Main conclusions and options for response

Since 23 August 2017 Madagascar has been experiencing an outbreak of plague, and as of 3 October 2017, 194 cases and 30 deaths (case fatality rate 15.5%) have been reported. Of these cases, 124 cases are pneumonic plague including 21 deaths, 68 are bubonic plague, including nine deaths, one is a septicemic plague and one is an undetermined plague case. The cases are from 20 central, eastern and northern districts in Madagascar.
While plague outbreaks in Madagascar are not unexpected, the high proportion of pneumonic plague is of concern. The risk of further transmission in Madagascar is considered high until public health prevention and control measures are fully implemented with the support of the World Health Organization (WHO) and international partners. The risk of regional spread in the Indian Ocean region is considered moderate.
The risk for travellers from the EU or for importation to the EU is considered very low. However, Member States should consider reviewing their preparedness plans for imported cases. WHO considers the risk for international spread of plague to be very low and advises against any restrictions to travel and trade with Madagascar based on the information to date. There is no restriction of movement in and out of Antananarivo, where cases have occurred, in accordance with the recommendations of the Malagasy authorities.
According to WHO, prophylactic treatment is only recommended for persons who have been in close contact with plague cases, or who have experienced other high-risk exposures such as bites from fleas or direct contact with bodily fluids or tissues of infected animals.

The preventive measures for travellers to endemic plague areas include:

• use of personal protection against fleabites.
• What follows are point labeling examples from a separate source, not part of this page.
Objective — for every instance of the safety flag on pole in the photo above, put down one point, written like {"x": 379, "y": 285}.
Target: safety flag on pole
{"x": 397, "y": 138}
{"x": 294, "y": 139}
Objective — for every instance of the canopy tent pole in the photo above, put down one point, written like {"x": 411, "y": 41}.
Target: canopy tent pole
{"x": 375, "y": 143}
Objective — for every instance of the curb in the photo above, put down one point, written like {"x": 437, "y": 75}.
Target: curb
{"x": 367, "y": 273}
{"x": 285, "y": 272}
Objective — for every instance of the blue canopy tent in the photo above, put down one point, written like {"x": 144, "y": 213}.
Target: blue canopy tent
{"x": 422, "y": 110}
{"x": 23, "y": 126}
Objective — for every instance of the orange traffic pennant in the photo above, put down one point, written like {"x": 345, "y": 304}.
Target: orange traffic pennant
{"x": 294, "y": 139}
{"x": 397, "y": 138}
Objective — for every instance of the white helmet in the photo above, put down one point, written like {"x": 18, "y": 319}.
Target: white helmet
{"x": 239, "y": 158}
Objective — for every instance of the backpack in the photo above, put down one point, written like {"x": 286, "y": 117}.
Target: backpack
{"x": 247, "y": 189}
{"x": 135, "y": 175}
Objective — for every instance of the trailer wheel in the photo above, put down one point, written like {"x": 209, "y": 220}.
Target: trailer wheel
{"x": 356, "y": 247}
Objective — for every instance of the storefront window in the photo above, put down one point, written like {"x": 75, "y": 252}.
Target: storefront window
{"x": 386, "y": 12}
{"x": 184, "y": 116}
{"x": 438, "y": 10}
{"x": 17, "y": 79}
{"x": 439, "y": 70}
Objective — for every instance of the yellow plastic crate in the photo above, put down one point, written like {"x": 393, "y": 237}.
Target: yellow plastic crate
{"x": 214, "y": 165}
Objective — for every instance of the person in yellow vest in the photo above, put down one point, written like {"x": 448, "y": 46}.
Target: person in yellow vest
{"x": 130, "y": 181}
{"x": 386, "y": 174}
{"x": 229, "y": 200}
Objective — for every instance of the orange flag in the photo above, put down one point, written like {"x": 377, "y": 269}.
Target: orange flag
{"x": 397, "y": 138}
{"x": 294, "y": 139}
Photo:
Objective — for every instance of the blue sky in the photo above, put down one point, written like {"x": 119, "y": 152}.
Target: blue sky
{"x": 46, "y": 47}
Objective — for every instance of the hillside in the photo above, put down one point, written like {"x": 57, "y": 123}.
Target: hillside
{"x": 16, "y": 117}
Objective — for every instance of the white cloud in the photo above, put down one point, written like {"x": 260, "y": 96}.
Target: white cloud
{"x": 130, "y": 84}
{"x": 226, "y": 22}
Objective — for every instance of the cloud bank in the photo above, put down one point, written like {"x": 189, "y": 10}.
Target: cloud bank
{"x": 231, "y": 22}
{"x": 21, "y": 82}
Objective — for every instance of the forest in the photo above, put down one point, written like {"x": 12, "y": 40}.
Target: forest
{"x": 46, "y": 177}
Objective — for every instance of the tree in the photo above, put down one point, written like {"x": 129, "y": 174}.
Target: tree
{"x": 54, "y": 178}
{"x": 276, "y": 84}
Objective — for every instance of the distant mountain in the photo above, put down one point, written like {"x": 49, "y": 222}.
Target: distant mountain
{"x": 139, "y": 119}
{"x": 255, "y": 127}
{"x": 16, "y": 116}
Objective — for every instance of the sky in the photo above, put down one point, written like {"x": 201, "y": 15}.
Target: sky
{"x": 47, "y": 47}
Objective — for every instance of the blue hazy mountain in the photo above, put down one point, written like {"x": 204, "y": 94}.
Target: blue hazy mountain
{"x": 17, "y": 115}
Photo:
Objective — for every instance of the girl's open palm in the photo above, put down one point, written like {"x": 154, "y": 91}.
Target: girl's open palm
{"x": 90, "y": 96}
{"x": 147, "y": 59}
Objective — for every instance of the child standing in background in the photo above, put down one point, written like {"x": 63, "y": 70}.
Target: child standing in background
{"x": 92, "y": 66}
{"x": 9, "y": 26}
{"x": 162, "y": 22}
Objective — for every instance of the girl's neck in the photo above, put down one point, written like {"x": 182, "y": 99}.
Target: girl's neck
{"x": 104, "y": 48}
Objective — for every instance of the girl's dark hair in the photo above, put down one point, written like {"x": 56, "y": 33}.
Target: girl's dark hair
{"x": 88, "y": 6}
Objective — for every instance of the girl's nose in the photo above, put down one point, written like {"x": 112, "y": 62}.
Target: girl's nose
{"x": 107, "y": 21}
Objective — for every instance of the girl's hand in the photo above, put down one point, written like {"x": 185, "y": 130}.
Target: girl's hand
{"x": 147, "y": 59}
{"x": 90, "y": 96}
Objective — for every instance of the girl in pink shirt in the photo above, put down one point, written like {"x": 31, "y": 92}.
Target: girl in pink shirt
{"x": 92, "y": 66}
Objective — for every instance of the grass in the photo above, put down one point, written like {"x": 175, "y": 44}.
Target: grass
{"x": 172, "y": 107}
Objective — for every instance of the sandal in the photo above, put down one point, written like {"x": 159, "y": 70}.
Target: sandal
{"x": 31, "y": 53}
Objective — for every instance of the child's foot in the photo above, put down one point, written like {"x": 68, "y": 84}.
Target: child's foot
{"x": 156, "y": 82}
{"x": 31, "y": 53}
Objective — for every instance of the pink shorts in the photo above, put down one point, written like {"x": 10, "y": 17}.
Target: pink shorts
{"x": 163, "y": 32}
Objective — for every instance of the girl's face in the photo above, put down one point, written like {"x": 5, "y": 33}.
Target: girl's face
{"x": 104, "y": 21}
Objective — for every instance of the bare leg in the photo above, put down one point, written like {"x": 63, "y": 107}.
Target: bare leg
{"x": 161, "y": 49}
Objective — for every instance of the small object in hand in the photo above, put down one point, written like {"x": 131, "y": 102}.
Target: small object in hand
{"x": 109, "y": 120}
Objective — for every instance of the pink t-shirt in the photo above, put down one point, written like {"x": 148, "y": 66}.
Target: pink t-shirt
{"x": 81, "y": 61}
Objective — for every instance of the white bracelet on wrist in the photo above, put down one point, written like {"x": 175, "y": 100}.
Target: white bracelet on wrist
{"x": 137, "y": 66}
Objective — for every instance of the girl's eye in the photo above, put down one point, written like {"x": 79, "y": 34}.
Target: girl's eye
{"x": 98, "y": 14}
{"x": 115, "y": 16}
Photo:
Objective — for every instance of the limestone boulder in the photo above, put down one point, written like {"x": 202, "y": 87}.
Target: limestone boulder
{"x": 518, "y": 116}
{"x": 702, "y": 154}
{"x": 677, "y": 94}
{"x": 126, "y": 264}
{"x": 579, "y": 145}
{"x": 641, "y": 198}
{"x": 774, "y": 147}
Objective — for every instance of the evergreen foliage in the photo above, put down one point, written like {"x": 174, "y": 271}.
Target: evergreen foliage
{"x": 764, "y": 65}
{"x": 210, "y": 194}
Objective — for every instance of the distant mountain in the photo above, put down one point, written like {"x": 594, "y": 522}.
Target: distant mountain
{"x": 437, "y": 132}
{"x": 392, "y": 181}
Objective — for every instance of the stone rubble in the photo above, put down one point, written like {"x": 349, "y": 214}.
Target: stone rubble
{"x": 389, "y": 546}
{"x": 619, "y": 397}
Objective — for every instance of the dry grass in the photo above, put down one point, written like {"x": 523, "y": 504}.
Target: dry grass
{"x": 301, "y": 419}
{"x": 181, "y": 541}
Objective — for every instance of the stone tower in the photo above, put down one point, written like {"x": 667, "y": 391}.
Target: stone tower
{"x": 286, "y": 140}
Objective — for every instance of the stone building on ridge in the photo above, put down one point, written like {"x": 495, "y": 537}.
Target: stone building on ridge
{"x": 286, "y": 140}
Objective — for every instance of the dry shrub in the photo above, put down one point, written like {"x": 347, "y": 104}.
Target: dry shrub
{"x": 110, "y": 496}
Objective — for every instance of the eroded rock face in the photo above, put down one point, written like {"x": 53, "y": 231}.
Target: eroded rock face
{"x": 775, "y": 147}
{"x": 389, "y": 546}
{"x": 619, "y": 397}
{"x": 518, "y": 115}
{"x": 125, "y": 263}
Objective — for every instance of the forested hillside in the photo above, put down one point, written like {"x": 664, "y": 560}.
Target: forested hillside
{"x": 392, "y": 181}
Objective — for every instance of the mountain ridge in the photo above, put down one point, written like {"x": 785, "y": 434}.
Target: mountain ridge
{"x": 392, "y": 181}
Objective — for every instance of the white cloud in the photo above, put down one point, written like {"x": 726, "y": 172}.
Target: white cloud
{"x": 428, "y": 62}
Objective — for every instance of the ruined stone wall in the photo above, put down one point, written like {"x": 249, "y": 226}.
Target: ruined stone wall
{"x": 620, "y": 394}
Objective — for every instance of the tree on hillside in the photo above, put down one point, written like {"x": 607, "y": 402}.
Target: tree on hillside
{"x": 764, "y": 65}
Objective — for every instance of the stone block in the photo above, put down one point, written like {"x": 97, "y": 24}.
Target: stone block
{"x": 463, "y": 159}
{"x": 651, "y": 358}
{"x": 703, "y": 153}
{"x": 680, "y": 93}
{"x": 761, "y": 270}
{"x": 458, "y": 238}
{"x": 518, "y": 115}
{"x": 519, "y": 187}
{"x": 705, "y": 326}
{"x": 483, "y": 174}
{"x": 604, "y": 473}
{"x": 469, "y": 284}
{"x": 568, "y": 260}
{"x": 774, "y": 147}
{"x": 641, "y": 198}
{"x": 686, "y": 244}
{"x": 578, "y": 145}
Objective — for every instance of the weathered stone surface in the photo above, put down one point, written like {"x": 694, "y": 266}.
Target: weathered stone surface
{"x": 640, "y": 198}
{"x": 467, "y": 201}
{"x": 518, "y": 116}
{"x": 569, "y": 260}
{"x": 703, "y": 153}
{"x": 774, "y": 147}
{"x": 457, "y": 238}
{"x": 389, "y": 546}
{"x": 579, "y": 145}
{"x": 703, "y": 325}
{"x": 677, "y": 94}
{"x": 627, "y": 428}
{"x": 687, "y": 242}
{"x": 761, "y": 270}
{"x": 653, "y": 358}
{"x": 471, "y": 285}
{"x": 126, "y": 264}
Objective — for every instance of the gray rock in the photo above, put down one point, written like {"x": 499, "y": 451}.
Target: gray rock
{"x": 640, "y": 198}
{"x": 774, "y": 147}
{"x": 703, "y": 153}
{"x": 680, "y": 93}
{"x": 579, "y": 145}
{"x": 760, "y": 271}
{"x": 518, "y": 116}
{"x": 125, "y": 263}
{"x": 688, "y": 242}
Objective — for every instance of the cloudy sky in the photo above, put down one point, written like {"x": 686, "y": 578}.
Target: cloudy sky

As Madagascar is a malaria endemic area, the use of mosquito repellents for malaria prevention can protect against flea bites
• avoidance of direct contact with sick or dead animals
• avoidance of close contact with sick persons and in particular with patients diagnosed with pneumonic plague or patients with symptoms consistent with pneumonic plague
• avoidance of crowded areas where cases of pneumonic plague have been recently reported
• contacting travel clinics before departure to get information about the current plague outbreak in Madagascar including preventive measures and symptoms of pneumonic plague
• seeking immediate medical care if compatible symptoms are developed.

If travellers returning from Madagascar present with suggestive symptoms (fever, painful lymphadenopathy) they should inform their healthcare provider of their travel to Madagascar. They should also be investigated for possible exposure to animal or rodent vectors within the preceding 10 days and tested for plague in case of suspicion.